Romeo e Giulietta è la prima regia firmata da Mario Martone in una produzione del Piccolo Teatro di Milano ed è il primo allestimento del titolo nei 75 anni della sua storia.

L’amore improvviso e intensissimo di due adolescenti, reso ancora più forte dalle avversità che li tengono separati, si è prestato a infinite letture, adattamenti, travestimenti, interpretazioni, nel cinema e nel teatro.

L’edizione Piccolo 2023 è, quindi, una novità sotto ogni punto di vista. Una compagnia di 30 attrici e attori, la cui età media è inferiore ai trent’anni, affianca ad interpreti giovanissimi, per lo più ventenni come Romeo (Francesco Gheghi) – mentre Anita Serafini, nei panni di Giulietta, è la più giovane con i suoi 15 anni – a protagonisti della scena italiana come Lucrezia Guidone e Michele Di Mauro (nei panni di padre e madre Capuleti) o Licia Lanera in quelli della balia che Martone ha trasformato in zia, una sorta di sorella oscura di Donna Capuleti.

Il regista sceglie, quindi, la via della mimesi anagrafica di un testo che è animato dalle più acerbe e potenti pulsioni giovanili, colte in un tempo della vita, l’adolescenza, misterioso, spigoloso, ambiguo, tutto da decifrare, e opposte a un mondo adulto violento, nelle dinamiche familiari e sociali.

Romeo e Giulietta è la fiaba per antonomasia, con tutti i suoi crismi – filtri magici, traversìe, esilio, alleati, nemici, duelli– ma senza il lieto fine. Più di quattro secoli dopo, i temi del testo sono prepotentemente al centro del nostro vissuto quotidiano.

Fin dalle prime prove a tavolino, Martone ha dichiarato di muoversi, nell’approccio all’opera, lungo un doppio asse: un’ordinata rappresentata dal piano del testo e un’ascissa evocata dal rimando a una contemporaneità, che si innesta anche nella lingua restituita dalla traduzione di Chiara Lagani.

«Mettiamo in scena un mondo in cui lo scontro domina senza ragione, in cui il senso stesso dell’esistenza sembra essere nello scontro» spiega Martone. «Una pestilenza che rende impossibile l’arrivo di una lettera ma non frena le feste.
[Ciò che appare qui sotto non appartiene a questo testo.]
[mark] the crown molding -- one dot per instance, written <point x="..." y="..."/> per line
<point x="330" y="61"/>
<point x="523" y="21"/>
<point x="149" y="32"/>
Un amore che sboccia all’improvviso per sfuggire a tutto questo, innocente e ribelle. Un amore illuminato solo dalla luce della luna e dell’alba: la natura, immanente, in attesa di un cambiamento che non arriverà mai».

E proprio la natura disegna la parte superiore della scena, firmata da Margherita Palli: un’ambientazione che la tradizione vuole per lo più urbana si trasforma in un bosco sospeso, rifugio dei giovani, fiabesco, poetico. Un intreccio fitto di rami frondosi e imponenti, che affondano le radici dietro le quinte, accoglie passerelle, camminamenti, “balconi” lungo i quali i personaggi si muovono, si incontrano, si scontrano, si affacciano sul mondo degli adulti, tetro, sporco, infetto.